CONCLUSIONS: Oral oxandrolone decreased SQ abdominal fat more than TE or weight loss alone and also tended to produce favorable changes in visceral fat. TE and ASND injections given every 2 weeks had similar effects to weight loss alone on regional body fat. Most of the beneficial effects observed on metabolic and cardiovascular risk factors were due to weight loss per se. These results suggest that SQ and visceral abdominal fat can be independently modulated by androgens and that at least some anabolic steroids are capable of influencing abdominal fat.
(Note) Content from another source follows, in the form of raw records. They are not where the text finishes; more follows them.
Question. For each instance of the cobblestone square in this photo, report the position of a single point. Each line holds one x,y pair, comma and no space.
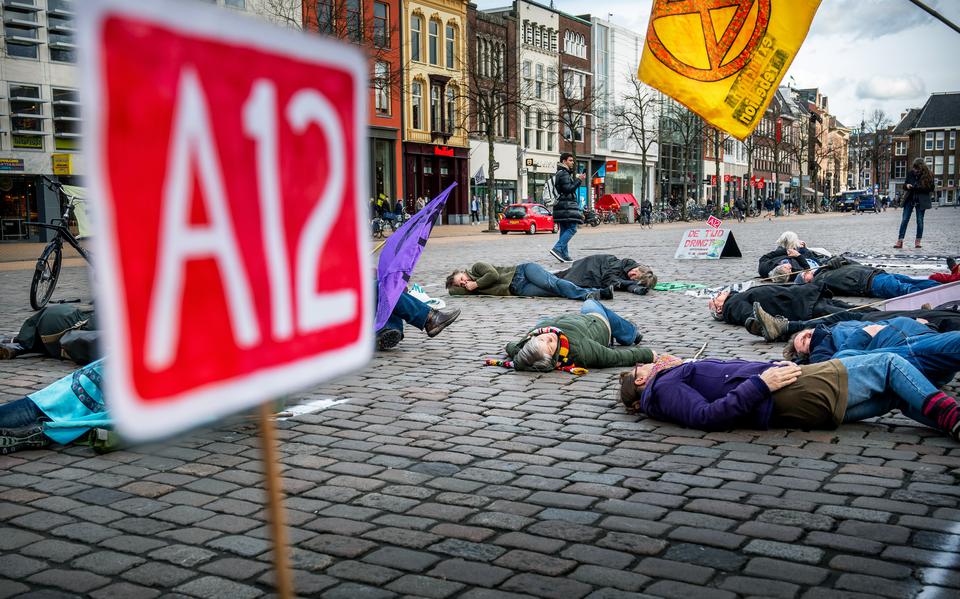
438,477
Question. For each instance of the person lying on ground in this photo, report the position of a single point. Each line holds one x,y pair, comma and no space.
575,342
716,395
844,276
605,270
777,328
795,302
417,314
59,413
791,251
952,277
525,280
62,331
936,355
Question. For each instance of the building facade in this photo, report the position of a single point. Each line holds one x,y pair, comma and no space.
375,26
435,145
492,47
40,123
934,139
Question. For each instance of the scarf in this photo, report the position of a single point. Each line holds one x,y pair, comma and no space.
564,361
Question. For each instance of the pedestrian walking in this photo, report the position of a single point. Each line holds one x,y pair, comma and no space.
919,184
566,211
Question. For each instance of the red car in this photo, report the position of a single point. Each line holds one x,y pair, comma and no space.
528,218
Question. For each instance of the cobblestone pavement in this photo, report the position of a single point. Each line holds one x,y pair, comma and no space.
441,478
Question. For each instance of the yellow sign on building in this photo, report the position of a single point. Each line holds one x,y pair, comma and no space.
62,164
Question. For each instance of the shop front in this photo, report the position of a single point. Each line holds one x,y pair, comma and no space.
429,169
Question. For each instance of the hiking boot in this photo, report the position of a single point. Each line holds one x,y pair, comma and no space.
439,320
772,327
753,326
26,437
388,339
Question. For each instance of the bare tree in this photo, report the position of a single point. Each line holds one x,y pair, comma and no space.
638,117
685,129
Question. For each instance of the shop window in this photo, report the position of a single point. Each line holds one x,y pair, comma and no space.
66,119
26,117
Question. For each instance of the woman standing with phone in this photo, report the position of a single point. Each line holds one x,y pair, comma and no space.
919,184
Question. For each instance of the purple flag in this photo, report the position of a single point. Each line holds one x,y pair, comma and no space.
400,254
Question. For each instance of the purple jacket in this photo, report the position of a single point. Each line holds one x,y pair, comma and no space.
711,395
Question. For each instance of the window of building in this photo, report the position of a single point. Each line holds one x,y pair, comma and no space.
416,37
354,16
21,28
381,87
26,117
451,45
433,42
436,109
66,119
451,109
381,25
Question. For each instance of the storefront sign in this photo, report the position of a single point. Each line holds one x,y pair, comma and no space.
11,164
62,164
707,244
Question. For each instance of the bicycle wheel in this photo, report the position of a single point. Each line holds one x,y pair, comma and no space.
45,275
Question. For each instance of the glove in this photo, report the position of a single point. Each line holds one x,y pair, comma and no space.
836,262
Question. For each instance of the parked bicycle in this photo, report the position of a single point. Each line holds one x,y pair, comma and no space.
47,272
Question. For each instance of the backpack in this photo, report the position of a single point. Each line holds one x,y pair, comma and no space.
549,195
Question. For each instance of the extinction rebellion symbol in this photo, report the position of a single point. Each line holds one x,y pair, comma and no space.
727,47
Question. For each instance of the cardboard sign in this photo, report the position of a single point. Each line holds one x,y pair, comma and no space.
227,170
707,244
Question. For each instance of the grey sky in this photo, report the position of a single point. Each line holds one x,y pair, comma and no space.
864,54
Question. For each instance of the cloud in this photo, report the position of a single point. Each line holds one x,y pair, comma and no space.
882,87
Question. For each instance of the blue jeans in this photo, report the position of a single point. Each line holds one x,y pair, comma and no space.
533,280
567,231
886,285
937,357
21,413
410,310
907,210
880,382
623,331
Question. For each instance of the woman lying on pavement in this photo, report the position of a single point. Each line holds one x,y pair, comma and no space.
716,395
575,342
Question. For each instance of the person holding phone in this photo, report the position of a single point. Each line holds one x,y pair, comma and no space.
566,211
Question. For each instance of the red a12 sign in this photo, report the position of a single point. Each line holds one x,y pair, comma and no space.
227,168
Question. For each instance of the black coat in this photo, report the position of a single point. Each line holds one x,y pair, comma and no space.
567,208
601,270
851,278
773,259
794,302
919,196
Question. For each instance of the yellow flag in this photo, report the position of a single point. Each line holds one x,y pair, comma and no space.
724,59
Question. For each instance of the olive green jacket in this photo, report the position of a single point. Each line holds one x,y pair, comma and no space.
491,280
589,338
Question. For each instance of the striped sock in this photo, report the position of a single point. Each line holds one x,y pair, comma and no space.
944,410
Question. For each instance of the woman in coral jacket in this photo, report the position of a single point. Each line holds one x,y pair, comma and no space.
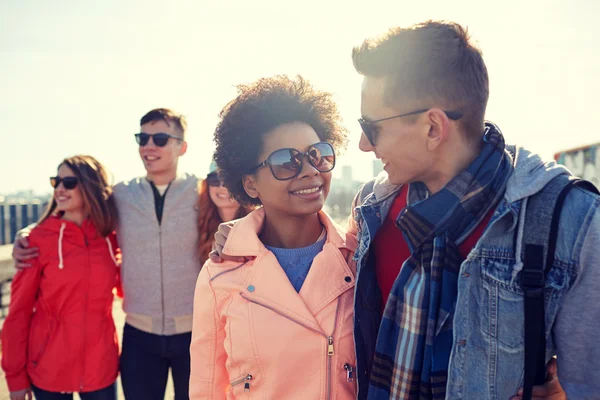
280,325
59,336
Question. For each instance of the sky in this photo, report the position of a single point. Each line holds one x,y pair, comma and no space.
77,75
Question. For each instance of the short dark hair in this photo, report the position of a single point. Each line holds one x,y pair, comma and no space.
434,61
261,107
168,116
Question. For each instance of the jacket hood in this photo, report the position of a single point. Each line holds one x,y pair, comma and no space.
70,231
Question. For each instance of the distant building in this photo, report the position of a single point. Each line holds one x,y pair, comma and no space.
377,167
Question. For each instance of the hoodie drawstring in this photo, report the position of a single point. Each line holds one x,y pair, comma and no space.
61,265
112,254
519,243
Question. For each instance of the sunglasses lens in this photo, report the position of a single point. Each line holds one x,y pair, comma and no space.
285,163
213,181
322,157
367,130
160,139
142,138
70,182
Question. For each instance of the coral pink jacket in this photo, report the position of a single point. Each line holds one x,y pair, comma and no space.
255,337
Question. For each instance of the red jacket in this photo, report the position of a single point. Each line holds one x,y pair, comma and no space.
59,333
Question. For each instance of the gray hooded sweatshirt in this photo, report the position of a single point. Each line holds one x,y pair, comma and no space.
160,261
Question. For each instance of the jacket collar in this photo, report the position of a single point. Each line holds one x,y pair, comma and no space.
268,285
243,240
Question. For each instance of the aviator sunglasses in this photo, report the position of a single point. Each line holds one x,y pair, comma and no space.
213,180
159,139
370,129
69,182
286,163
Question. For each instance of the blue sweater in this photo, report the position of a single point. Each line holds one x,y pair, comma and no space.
296,262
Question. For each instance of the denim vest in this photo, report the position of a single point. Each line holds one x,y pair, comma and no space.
487,357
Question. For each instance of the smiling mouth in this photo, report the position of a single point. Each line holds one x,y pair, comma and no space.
308,191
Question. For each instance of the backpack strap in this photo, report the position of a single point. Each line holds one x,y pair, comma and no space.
364,191
539,248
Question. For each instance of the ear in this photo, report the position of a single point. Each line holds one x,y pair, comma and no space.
183,148
438,128
249,182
Now you know that is an incredibly insensible statement!
"Just LOOKING, will result in more anabolism".
I'll have to try that, stare at the bottle and feeeeeell the results.[:o)]


And sure a lot do oral-only cycles, I just don't agree with it nor would I do it myself, why not get MAXIMUM benefit from your cycle? Besides, you have to take em every day.

Anavar is a decent product overall....
I prefer harder shit though.
Anavar + Winny would be decent...at least do a gel (Androgel or RST) as the base.
 
I personally have,run anavar at 75-100mg per day for over 3 months and that,was the only stsrpid i used and it worked,perfect! My balls,worked fine and had no problems with anything other then some slight acne more then normal but nothing muxh at all / a pct of nolva and clomid together after momtha of being on anavar was all i needed and i juat kept growing the longer i wasxtaking the anavar / so unless you personally have done anavar in high doses over a long period of time YOU DO NOT KNOW HOW GOOD IT IS / A ANAVAR ONLY CY LE IS FINE , SINPLE AND GREAT BUT
 
but make sure you do 50mg at least per day split up doses in morning and evening ....if u go lower then 50mg per ml you wont be impressed
 
I don't understand the obsession with anavar when theres tbol out there. Tbol mg for mg is stronger than anavar and the side effects are minimal while on it. No bloat, no gyno, no sexual dysfunction. But people still go for the var, if I was to do an oral only cycle, which I have done, I'd go for the tbol every time.